I Have Dreams, and Now I Realize.



I have a lot of dreams. 

Since I was a kid, I always thought that if I have dreams, someday I would make it real. With that thought, me as a kid always thought that if I just did better and without any burden then I could do anything. I started to gain my confidence. I started to think that life never been so hard and never failed me. Even sometimes lot of people stared at me like I am crazy, overconfidence, and ambitious; I just did not care. Then I grew up being a child with her dreams. In fact, there was also a time when I look down a lot of people due to that. I made her cry, I made her had no friends, and I made her thinking that I am greater than her which was completely bullshit and wrong. I was so young, so dumb, so naive, so sucks. I never knew what I was doing is wrong until I was on her shoes. I cried, had no friends, living crazy life, and had no confidence.

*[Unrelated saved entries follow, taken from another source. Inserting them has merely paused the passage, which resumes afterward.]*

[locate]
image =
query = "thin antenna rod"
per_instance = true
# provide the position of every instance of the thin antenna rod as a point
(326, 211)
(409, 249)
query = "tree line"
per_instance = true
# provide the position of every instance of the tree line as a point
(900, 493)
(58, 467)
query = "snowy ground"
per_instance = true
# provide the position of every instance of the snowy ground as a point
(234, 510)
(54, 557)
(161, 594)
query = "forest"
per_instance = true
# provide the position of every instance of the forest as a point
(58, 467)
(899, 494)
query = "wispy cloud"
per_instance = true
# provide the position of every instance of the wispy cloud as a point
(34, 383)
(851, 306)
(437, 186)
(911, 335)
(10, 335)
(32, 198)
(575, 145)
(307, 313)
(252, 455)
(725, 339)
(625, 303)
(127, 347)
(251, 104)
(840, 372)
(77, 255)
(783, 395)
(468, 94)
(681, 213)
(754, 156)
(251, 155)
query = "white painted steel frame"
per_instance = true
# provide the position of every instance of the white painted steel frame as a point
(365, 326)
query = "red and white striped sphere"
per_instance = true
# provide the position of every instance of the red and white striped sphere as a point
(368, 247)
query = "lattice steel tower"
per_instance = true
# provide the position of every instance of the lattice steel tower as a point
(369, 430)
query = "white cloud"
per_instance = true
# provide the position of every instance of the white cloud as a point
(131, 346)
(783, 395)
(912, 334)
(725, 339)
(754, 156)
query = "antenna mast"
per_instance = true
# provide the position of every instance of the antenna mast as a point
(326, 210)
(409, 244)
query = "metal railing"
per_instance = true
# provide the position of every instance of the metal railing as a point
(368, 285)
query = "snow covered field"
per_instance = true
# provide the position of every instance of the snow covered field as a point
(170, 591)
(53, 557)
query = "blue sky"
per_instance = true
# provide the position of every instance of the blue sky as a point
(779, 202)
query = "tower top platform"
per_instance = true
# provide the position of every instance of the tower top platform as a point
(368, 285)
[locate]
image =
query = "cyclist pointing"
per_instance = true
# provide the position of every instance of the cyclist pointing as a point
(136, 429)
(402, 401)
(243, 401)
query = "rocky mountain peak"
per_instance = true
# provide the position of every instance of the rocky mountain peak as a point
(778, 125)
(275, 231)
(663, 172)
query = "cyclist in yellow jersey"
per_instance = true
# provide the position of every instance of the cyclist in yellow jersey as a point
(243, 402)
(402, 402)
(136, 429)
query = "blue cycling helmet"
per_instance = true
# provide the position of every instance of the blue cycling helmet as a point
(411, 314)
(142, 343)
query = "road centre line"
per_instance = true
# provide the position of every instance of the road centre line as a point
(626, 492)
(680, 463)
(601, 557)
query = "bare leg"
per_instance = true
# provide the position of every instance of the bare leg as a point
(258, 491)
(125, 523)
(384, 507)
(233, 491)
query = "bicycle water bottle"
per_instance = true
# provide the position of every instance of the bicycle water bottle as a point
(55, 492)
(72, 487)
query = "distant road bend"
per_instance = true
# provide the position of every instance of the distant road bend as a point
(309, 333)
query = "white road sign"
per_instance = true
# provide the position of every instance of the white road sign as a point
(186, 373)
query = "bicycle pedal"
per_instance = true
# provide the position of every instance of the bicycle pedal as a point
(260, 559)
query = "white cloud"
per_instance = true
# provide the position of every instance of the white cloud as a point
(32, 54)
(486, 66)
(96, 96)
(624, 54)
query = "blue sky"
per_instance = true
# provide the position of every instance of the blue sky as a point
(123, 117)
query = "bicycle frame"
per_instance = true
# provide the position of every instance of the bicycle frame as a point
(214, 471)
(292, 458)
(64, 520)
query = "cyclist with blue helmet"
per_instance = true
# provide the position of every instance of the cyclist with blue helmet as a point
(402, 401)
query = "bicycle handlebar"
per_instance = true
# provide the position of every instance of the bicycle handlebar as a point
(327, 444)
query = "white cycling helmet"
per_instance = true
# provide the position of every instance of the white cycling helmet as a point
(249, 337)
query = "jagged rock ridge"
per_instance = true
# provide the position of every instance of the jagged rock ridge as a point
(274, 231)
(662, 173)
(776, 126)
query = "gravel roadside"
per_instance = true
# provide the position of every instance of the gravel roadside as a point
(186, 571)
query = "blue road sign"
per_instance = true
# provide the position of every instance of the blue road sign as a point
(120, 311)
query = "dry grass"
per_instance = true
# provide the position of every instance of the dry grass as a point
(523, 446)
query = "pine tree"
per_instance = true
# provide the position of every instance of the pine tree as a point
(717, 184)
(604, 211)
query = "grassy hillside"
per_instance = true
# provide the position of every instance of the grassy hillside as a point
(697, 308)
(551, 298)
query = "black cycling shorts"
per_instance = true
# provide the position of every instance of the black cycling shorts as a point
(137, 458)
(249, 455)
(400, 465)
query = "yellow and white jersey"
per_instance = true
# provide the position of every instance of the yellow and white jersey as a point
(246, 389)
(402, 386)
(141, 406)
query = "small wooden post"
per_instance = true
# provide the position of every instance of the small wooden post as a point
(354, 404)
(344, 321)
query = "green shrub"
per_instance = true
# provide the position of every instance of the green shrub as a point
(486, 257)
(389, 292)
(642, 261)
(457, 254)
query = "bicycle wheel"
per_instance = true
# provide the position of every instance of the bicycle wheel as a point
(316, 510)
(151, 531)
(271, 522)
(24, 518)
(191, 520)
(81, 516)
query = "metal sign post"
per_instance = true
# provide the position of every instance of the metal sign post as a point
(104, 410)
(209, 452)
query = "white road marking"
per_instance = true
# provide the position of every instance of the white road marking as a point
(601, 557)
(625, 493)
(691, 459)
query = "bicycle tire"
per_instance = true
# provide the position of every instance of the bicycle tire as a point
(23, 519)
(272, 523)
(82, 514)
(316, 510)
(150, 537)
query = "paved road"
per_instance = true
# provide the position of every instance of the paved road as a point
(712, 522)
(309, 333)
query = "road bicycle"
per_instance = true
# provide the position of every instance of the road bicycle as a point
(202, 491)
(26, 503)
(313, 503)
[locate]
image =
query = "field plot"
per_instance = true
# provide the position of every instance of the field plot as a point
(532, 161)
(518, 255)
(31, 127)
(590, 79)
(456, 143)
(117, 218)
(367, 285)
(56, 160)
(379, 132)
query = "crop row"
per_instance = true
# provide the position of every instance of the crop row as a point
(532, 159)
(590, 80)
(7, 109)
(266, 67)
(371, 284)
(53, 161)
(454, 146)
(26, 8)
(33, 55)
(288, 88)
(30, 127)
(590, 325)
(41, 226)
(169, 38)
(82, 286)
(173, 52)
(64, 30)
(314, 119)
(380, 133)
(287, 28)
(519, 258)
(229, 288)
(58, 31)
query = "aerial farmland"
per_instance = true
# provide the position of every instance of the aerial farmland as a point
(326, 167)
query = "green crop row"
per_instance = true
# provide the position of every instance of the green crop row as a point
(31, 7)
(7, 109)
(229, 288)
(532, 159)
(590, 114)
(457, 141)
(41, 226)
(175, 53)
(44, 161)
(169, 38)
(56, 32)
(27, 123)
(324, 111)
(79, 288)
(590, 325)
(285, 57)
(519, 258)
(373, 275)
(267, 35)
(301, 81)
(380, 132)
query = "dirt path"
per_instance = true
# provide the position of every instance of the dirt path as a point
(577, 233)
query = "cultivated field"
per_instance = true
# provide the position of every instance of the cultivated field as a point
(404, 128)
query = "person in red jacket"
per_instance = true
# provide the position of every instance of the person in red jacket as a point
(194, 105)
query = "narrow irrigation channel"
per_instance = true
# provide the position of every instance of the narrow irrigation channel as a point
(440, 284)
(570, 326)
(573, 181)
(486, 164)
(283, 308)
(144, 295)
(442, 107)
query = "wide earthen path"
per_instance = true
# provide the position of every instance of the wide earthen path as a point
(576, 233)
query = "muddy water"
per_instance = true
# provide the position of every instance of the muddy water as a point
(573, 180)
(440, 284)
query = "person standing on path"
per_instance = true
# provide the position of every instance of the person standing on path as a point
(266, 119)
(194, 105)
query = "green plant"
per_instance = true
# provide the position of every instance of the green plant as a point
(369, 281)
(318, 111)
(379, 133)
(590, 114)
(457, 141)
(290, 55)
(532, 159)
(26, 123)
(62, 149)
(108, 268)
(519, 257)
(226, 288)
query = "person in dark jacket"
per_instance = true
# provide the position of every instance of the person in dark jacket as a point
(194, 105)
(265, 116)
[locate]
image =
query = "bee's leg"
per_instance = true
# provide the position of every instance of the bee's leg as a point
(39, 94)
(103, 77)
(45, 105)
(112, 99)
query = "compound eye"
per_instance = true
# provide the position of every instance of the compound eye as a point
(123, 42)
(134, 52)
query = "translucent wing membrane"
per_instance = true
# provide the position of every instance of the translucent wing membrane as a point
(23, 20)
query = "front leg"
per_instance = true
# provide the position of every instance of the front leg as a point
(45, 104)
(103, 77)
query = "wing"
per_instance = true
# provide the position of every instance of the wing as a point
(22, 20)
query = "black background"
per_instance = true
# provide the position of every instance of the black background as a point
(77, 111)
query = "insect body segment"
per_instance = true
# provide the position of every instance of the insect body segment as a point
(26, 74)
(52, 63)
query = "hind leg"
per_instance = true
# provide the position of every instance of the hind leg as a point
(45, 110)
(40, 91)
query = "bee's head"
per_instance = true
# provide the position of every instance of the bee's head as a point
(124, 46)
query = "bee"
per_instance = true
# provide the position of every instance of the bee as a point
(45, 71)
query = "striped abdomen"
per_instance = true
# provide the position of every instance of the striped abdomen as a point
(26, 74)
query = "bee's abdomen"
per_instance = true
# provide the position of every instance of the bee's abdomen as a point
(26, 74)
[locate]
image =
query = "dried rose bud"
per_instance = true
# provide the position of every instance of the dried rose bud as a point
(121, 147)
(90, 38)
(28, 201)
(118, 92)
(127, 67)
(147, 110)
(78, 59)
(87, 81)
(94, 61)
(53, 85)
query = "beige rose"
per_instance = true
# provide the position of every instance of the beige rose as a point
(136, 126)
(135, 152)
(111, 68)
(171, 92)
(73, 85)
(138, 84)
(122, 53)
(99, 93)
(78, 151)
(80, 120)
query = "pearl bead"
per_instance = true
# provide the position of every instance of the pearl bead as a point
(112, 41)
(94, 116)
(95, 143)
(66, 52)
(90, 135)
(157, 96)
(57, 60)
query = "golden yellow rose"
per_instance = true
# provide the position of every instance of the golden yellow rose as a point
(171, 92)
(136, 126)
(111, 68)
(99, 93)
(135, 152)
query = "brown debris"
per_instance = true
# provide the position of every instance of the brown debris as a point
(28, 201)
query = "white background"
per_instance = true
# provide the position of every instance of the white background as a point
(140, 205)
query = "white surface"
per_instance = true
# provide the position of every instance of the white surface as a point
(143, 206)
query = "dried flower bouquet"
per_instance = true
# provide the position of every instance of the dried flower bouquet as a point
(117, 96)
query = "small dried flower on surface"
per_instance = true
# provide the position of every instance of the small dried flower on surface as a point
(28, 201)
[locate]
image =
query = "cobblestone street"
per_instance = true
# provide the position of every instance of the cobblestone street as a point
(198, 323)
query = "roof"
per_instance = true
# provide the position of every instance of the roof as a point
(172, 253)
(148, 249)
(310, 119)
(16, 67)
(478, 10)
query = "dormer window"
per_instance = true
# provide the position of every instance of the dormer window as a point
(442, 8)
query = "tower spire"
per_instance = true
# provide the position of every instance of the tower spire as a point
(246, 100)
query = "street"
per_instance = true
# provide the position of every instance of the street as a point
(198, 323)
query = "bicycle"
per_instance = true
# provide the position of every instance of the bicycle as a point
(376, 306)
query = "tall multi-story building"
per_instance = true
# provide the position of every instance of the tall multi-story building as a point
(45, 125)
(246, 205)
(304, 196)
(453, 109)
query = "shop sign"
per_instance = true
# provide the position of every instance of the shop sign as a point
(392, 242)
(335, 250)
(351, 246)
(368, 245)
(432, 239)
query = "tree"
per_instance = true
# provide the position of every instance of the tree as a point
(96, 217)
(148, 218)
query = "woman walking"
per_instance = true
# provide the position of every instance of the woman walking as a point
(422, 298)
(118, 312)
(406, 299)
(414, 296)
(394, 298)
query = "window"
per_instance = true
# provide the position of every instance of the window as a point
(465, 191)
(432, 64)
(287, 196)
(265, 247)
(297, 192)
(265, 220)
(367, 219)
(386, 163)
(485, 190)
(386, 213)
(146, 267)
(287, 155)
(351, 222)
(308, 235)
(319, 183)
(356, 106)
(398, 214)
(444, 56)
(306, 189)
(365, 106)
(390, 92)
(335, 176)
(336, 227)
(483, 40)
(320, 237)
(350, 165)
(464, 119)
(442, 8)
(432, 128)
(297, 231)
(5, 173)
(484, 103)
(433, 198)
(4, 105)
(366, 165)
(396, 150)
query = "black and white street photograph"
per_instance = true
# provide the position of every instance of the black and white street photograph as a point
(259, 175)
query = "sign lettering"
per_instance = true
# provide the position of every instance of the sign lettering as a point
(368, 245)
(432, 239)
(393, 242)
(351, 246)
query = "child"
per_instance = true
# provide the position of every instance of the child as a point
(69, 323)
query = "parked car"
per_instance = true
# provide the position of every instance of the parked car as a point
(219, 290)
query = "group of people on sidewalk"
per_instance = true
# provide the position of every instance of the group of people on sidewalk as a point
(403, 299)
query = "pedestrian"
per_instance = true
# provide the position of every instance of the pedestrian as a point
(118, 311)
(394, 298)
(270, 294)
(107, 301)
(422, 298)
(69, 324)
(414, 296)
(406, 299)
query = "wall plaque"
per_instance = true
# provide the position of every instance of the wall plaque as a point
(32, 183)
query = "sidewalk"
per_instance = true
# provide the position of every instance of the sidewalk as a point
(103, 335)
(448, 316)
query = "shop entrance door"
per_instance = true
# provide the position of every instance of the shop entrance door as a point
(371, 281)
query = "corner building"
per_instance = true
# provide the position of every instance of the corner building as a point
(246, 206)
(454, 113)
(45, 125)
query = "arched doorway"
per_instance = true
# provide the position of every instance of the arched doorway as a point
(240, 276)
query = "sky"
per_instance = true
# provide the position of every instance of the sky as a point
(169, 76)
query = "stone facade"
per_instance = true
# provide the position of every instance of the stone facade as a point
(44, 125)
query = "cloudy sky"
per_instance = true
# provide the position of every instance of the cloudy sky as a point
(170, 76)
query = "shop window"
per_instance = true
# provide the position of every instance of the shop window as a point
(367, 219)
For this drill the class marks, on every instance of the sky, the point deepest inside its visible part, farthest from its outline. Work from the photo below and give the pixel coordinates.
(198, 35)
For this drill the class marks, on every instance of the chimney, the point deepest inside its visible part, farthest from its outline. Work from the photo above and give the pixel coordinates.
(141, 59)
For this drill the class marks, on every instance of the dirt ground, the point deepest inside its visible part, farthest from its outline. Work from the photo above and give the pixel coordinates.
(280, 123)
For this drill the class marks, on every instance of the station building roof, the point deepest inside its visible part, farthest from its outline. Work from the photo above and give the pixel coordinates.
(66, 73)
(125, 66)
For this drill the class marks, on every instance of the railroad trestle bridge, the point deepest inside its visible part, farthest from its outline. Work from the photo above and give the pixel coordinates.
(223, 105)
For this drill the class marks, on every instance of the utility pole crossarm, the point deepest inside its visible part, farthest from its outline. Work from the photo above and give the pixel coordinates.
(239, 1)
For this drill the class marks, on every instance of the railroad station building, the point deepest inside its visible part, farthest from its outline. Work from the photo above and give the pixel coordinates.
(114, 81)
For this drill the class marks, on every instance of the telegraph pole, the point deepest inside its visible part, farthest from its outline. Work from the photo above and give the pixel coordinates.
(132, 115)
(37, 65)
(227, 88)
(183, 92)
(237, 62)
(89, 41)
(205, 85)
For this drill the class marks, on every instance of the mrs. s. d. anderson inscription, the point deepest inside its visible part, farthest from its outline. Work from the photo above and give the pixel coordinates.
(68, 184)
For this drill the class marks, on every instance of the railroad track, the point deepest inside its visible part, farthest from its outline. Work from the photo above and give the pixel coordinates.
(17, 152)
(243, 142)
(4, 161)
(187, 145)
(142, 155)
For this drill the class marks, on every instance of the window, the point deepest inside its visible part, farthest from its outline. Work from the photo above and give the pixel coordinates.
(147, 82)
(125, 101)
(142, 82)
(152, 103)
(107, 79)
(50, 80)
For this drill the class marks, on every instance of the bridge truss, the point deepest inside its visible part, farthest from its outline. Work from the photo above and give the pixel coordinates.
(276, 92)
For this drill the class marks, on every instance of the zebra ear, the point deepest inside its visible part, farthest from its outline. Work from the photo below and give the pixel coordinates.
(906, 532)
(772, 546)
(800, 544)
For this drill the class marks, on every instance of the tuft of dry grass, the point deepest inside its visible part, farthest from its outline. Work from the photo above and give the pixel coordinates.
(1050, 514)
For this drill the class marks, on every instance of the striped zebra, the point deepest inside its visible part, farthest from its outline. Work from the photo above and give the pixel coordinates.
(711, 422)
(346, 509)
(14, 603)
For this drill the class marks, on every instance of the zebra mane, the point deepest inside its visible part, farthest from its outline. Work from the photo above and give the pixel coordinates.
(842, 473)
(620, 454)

That time, I thought everything that I've hold onto was being taken out from me. I was angry, both to myself and to the one that made me like that. I was angry for my action on the past. I was angry for not being able to told to them that what they do is wrong. However I also thankful that now I am able to understand of what people called karma, instead I called it miracle. 

Along with that, I started to re-life. I started to changed from being so lively yet ignorance, to being tactless yet observant. I talked less. Yet, when I do I tend to choose the nicest vocabulary that I have. I started to mind lots of things including what people said to me. In contrast, I also started to appreciate things. Again, I started to regain my dreams and started to believe. In fact, I never talk to anyone before this. I am to scared to see how people would see me and react about me. That is why I was trying hard back then to make people like me and see me as intellegence, friendly and tough person. So that I was able to be friends with whoever it is and being able to take her far away from people like me back then. 

I have dreams. Lot of dreams. 

I was trying so hard to make my dreams comes true. When it did comes true, I was so proud to myself. I appreciated all of the hardwork, compliment, and the spotlight until I became so greedy. Until I took everything not so seriously and easy. Until I lose the meaning of having dreams. Then eventually things did not works the way that I wanted and I lose it all.  However at that time, I was not realized it and started to blame everything on behalf of myself. I started questioning a lot of things that even so pathetic. I started to lose myself again. I started to gave up my dreams. I was thinking that everything I do was not enough and it was not the best of me. 

Rather than make it right, I chose to let it go. I started to not reaching my dreams. I started to think that dreams is impossible. I started to think that life is not nice. Thus I started to lose myself for God knows how many times. Sometimes I felt so tired even I thought that maybe world would be better without me in it. There was also time when I wondered why would I thought that way. Completely trashbag. 

At that time, I kept telling myself that what I did is wrong. I needed to become a better version of me and took away all of the bad things out of me. Thus I start things over again for countless time and just do it like I used to do when I was a kid. Just do it, but this time never take granted for everything and do not fall into the same mistakes twice.

Now that I realized that is how the universe works. They never allow me to being such a jerk to other people. They never give me a permission to being such a selfish person and not working hard. They also never want me to hate and do not love myself as much as they do. Thus in order to do that, they give me obstacles that is make me realize that my dreams and I are priceless. Moreover now I understand what the real meaning of "surely with 'that' hardship comes 'more' ease". You might not know how grateful I am learning this meaning, but words can't even describe that.